The total span range of all blocks should equal all the number of stored chains. If we have a span of [0, 10] then there should be 11 spans from 0 to 10. A table exists to keep track of all the chains.

Code:
blockchains:
    chain_id
    max_depth
    last_block_id
    total_difficulty

Transaction

Nothing unusual happens here, except that transactions can be included more than once in multiple chains.
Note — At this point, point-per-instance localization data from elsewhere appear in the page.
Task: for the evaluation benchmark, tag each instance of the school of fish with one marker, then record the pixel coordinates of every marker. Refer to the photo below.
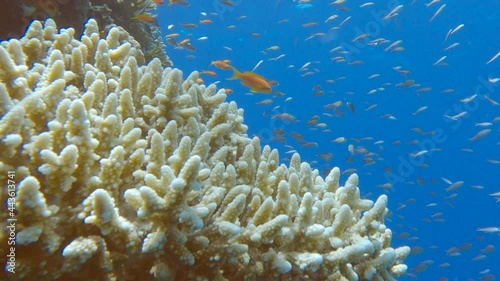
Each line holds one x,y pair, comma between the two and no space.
356,99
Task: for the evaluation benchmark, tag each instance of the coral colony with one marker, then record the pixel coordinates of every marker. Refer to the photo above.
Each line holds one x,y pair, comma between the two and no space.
127,171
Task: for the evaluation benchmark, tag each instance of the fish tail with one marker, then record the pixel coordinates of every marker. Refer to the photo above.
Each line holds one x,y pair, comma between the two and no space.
236,74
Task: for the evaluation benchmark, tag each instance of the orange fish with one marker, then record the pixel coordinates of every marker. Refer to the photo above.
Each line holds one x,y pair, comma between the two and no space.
178,2
146,18
257,83
222,64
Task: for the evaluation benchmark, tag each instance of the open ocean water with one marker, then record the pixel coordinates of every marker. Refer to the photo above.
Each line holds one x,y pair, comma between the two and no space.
414,118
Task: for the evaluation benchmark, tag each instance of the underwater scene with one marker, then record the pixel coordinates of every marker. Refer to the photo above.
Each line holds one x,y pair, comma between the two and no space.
250,140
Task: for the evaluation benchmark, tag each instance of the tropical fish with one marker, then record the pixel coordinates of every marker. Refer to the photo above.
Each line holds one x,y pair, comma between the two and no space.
257,83
146,18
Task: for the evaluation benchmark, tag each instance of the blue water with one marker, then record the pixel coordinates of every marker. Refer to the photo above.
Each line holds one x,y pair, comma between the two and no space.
463,210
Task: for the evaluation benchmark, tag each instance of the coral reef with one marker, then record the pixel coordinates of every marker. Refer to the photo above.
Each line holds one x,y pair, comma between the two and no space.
16,15
126,171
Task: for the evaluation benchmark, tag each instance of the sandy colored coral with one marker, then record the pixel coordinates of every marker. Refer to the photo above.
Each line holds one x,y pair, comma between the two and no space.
128,172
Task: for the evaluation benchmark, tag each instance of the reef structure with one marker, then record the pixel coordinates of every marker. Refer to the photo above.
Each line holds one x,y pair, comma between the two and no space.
125,171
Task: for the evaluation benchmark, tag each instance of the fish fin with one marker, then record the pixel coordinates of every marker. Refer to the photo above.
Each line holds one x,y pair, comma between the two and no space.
236,74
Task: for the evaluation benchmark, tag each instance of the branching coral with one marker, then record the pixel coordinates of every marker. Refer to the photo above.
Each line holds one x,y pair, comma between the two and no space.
128,172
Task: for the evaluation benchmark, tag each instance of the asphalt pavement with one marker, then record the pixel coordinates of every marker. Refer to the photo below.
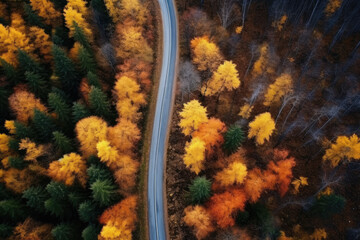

A seperate table exists to track the parents for a transaction.

Code:
transaction_parents:
    transaction_id
    block_id
    index_in_block

transactions:
    transaction_id
    transaction_hash
    ... other fields

outputs:
    parent_id       -- transaction parent
    index_in_parent
    output_type     -- normal, generated, other
    address
    ... other fields

inputs:
    parent_id
    index_in_parent
    previous_output_id
    ... other fields

Script

A script consists of a serious of opcodes and optional data.

Code:
script_id_type = SEQUENCE

operations:
    operation_id
    script_id
    code
    data

A typical script might appear like:

Code:
operation_id script_id code data
132 45 dup NULL
133 45 hash160 NULL
134 45 special 89 ab cd ef ab ba ab ba ab ba ab ba ab ba ab ba ab ba ab ba
135 45 equalverify NULL
136 45 checksig NULL

To fetch the script:

Code:
   SELECT * FROM operations WHERE script_id=45 ORDER BY operation_id ASC;

Broadcasted inventories

This will be stored in memory for now as there are potential attack vectors to serialising inv items. An attacker could cause many disk read/writes by spamming a host potentially. More thought needs to go into this later.

Main block-chain

A convenience table is provided for the end user to read the block-chain transaction history. It contains the currently accepted version of the truth. It provides a way for the user to quickly query transactions and see funds in addresses.



The inputs and outputs are joined in a view. All the outputs which are final and have not been spent, would have no equivalently joined on input.